Rechtsextremisten finden Gefallen am Pegida-Style
Der Aufruf kam von den Verantwortlichen der Facebook-Seite „Bamberg WEHRT SICH – Asylmissbrauch nein Danke“. Es war die zweite öffentliche Veranstaltung der Initiative. Ende Oktober hatten sie zu einer Demonstration aufgerufen und etwa 180 Rechtsextremisten zogen durch die oberfränkische Universitätsstadt. In der Zwischenzeit wurden regelmäßig die „Spaziergänge“ des Würzburger Pegida-Ablegers Wügida beworben.

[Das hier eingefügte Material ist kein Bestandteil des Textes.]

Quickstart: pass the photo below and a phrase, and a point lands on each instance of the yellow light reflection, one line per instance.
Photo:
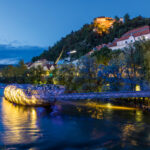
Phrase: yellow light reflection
(20, 124)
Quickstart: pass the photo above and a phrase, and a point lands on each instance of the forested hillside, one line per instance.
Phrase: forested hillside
(85, 39)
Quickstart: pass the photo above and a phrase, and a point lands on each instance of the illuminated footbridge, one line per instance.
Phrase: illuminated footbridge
(47, 95)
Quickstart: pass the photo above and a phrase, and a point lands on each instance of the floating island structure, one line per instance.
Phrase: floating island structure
(30, 95)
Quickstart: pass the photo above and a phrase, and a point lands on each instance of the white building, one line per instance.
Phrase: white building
(46, 65)
(130, 37)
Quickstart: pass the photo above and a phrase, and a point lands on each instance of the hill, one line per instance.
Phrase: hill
(86, 38)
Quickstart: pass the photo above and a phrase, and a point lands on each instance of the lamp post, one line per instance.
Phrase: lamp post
(71, 52)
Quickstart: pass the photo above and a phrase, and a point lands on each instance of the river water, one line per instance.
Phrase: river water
(73, 126)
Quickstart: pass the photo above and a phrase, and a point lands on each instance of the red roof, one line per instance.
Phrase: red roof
(136, 32)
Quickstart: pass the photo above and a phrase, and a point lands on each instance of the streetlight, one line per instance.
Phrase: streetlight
(71, 52)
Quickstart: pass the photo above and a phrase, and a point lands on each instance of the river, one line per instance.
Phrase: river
(73, 126)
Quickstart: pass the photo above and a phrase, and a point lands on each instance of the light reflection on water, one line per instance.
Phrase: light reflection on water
(19, 124)
(73, 126)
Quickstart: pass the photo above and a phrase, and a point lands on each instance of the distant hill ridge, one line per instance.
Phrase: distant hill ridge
(86, 38)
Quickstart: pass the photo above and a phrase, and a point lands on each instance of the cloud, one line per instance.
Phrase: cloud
(9, 61)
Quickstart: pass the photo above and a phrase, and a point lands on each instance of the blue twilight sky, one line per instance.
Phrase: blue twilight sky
(44, 22)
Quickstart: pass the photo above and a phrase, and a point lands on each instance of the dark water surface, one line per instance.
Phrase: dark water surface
(73, 127)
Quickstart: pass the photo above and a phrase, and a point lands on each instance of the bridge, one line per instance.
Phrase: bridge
(102, 95)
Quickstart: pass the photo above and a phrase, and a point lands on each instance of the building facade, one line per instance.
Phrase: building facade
(130, 37)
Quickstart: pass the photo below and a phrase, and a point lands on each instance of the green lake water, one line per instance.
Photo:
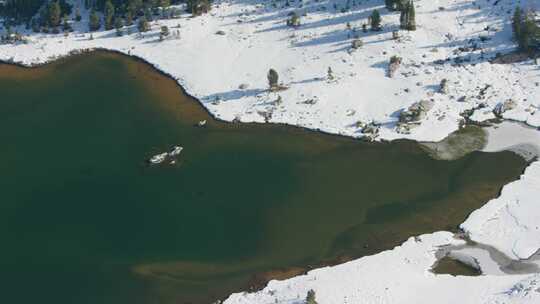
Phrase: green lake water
(83, 218)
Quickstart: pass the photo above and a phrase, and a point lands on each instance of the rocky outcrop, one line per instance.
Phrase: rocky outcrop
(410, 118)
(502, 107)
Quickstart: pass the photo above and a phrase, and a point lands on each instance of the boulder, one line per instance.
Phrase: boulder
(502, 107)
(416, 112)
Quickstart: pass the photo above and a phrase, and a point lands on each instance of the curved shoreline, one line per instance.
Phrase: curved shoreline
(258, 281)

Und ganz in der Tradition der Islamfeinde gaben sich die Teilnehmer nun bei dieser Veranstaltung. Die schwarz-weiß-roten Fahnen mit der Aufschrift Bamberg, die noch bei der Demonstration im Oktober und beim „Heldengedenken“ des Dritten Weges in größerer Zahl geschwenkt wurden, blieben zu Hause. Mitgebracht wurden zwei Deutschlandfahnen und zwei Banner.
Inhaltlich unter die Arme greifen musste den Rechtsextremen, die auf Facebook zunächst als „besorgte Bamberger Bürger“ angetreten waren, ein bekannter Akteur: Berlins NPD-Chef Sebastian Schmidtke. Wie schon im Oktober, als ausschließlich bekannte Neonazis für die Inhalte sorgten, wagte sich wieder kein regionaler Anhänger ans Mikro. Einen lokalen Bezug konnte Schmidtke nur durch seinen Hinweis auf 700 in Bamberg erwartete Flüchtlinge herstellen. Gebetsmühlenartig betonte der mehrfach verurteilte NPD-Mann, Bamberg dürfe nicht wie Berlin werden. Eine Rede also, die er mit Ausnahme Berlins ebenso in jeder anderen Stadt halten könnte. Er wurde dann auch am Sonntag bei Pegida in Dresden gesehen.
Rechte Bauernfängerei
Schmidtke baute seine Rede auf der Aussage auf, nur etwa ein Prozent der Antragssteller bekämen Asyl. Der übergroße Rest hingegen seien Wirtschaftsflüchtlinge, die eigentlich sofort abzuschieben seien. Mit dieser verqueren Darstellung der amtlichen Statistik hausierten bereits in der Vergangenheit Rassisten und Neonazis, um Stimmung zu erzeugen. Ein Blick auf die amtlichen Zahlen verrät: unter den Schutz des Artikel 16 a des Grundgesetzes fielen 2014 zwar nur 1,8 Prozent der Antragssteller, aber damit endet die Statistik nicht.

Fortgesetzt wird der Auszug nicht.